Statistical analyses.

We aimed to identify genetic variants associated with high proinsulin levels relative to an individual’s fasting insulin levels. This can be done by examining proinsulin-to-insulin ratios or by statistically adjusting proinsulin for fasting insulin. We chose the latter because the adjusted trait has comparable predictive value (18) and displayed better statistical performance in pilot studies and adequate heritability in the Framingham Heart Study, one of the larger cohorts examined here (h2 = 0.36 vs. 0.34 for the proinsulin-to-insulin ratio). In Framingham, correlation between the adjusted trait and the ratio was 0.95, and the quantile-quantile GWAS plots were comparable.

We used a linear regression model with natural log transformed fasting proinsulin as the dependent variable and genotypes as predictors, with adjustment for natural-log transformed fasting insulin values, sex, age, geographical covariates (if applicable), and age squared (Framingham only) to evaluate the association under an additive genetic model. Association analysis was performed by individual studies using SNPTEST (19), STATA (20), PLINK (21), or LMEKIN (R kinship package) software (22). Genome-wide association inflation coefficients were estimated for each discovery cohort using the genomic control (GC) method (23) and applied subsequently to each individual SNP association test statistics to correct for cryptic relatedness. The λ GC value for the final meta-analysis of proinsulin adjusted for fasting insulin was 1.01. The inverse-variance fixed effects meta-analysis method was used to evaluate the pooled regression estimates for additively coded SNPs using METAL (24). Sex interaction effects were evaluated with a function in the GWAMA software (25).

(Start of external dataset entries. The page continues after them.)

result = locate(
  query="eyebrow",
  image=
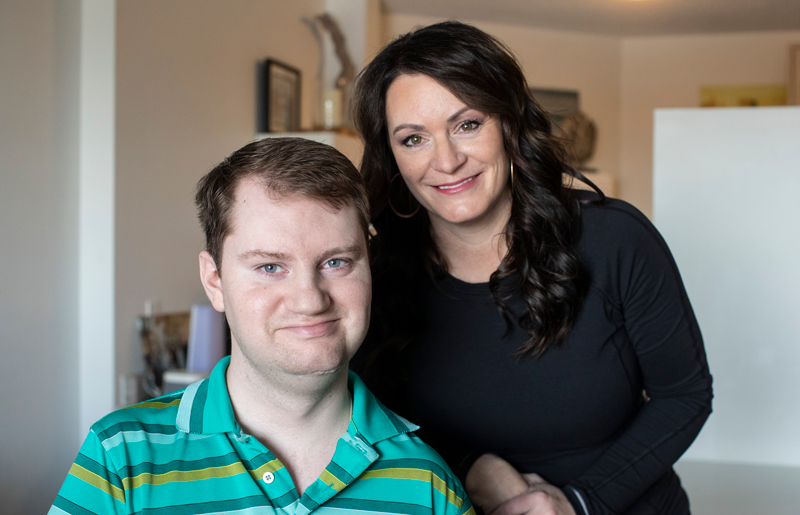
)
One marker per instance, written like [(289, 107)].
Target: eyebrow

Follow-up SNP selection and analysis.

We carried forward to stage 2 the most significant SNP from each of 21 independent loci that showed association with proinsulin in stage 1 analyses at P < 1 × 10−5. Additionally, two SNPs near the P < 1 × 10−5 threshold (in ASAP2 and a gene desert region) were carried forward as a result of biological plausibility (ASAP2 is involved in vesicular transport) and/or consistency of direction of effect in all discovery stage 1 studies (both loci). We genotyped these 23 variants in 11 additional stage 2 studies totaling 16,378 nondiabetic participants of European ancestry (Supplementary Table 1; genotyping assays and conditions are available upon request). We meta-analyzed stage 1 and stage 2 results using inverse-variance weighted fixed effects meta-analysis methods, including up to 27,079 participants.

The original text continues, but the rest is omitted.